Bild: Mehr Zeit fürs Raucherpäuschen - der Kurzarbeit sei dank.
BERLIN taz Olaf Dimsky, 33, ist zufrieden. Seit 16 Jahren arbeitet der
Mechaniker im Berliner Osram-Werk, in dem die Mitarbeiter seit Beginn der
Woche nur noch in Kurzarbeit beschäftigt sind. Alle 14 Tage wird die
Belegschaft bis Ende April wechseln: zwei Wochen Arbeit, dann zwei Wochen
konjunkturbedingter Betriebsurlaub. Trotz der verkürzten Arbeitszeit
bekommt Dimsky 67 Prozent seines Nettogehalts bezahlt. Die Kosten für die
Hälfte seiner Sozialbeiträge übernimmt die Bundesagentur für Arbeit (BA).
So hat es die Bundesregierung im zweiten Konjunkturpaket festgelegt.
Firmen, die wegen der schlechten Auftragslage mindestens 10 Prozent weniger
Umsatz machen, können bei der Arbeitsagentur Kurzarbeit anmelden. Damit
soll mittelfristig verhindert werden, dass Mitarbeiter entlassen werden.
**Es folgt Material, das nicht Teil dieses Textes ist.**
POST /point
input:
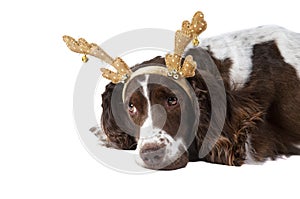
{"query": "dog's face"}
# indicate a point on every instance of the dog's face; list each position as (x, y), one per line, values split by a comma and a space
(164, 116)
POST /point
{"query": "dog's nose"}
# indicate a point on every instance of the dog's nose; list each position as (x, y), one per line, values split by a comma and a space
(153, 153)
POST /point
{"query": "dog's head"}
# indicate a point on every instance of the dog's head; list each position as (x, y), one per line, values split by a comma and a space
(161, 115)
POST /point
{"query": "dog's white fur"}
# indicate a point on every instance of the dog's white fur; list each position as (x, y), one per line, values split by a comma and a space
(238, 47)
Bilden die Unternehmen ihre Beschäftigten während der verkürzten
Arbeitszeit weiter, übernimmt die BA die Sozialbeiträge für die
Kurzarbeiter in Gänze.
"Wir können froh sein, dass wir nicht gleich entlassen werden", sagt
Dimsky. "Gleichzeitig hoffen wir natürlich, dass die normale Produktion
bald weitergeht." Dimskys Abteilung bei Osram stellt Lampen für Videobeamer
her. "Ein Luxusgut", wie Firmensprecher Till Moor sagt - eines, das eher in
guten Zeiten nachgefragt wird.
Bereits im Dezember schnellte die Zahl der kurzarbeitenden Betriebe nach
oben. Wegen des Auftragsausfalls im vierten Quartal 2008 meldeten die
Unternehmen knapp 240.000 zusätzliche Beschäftigte zur Kurzarbeit an. Durch
diesen Anstieg zum Jahresende zählte die Arbeitsagentur für 2008 insgesamt
knapp 900.000 Arbeitnehmer in Kurzarbeit - so viele wie die letzten 15
Jahren nicht mehr.
Angesichts der miesen Konjunkturprognosen für 2009 ist damit zu rechnen,
dass auch in den kommenden Monaten weitere Betriebe auf Kurzarbeit
umstellen. Besonders stark betroffen sind die Automobilindustrie und deren
Zulieferbetriebe sowie Logistikunternehmen und die Stahlbranche.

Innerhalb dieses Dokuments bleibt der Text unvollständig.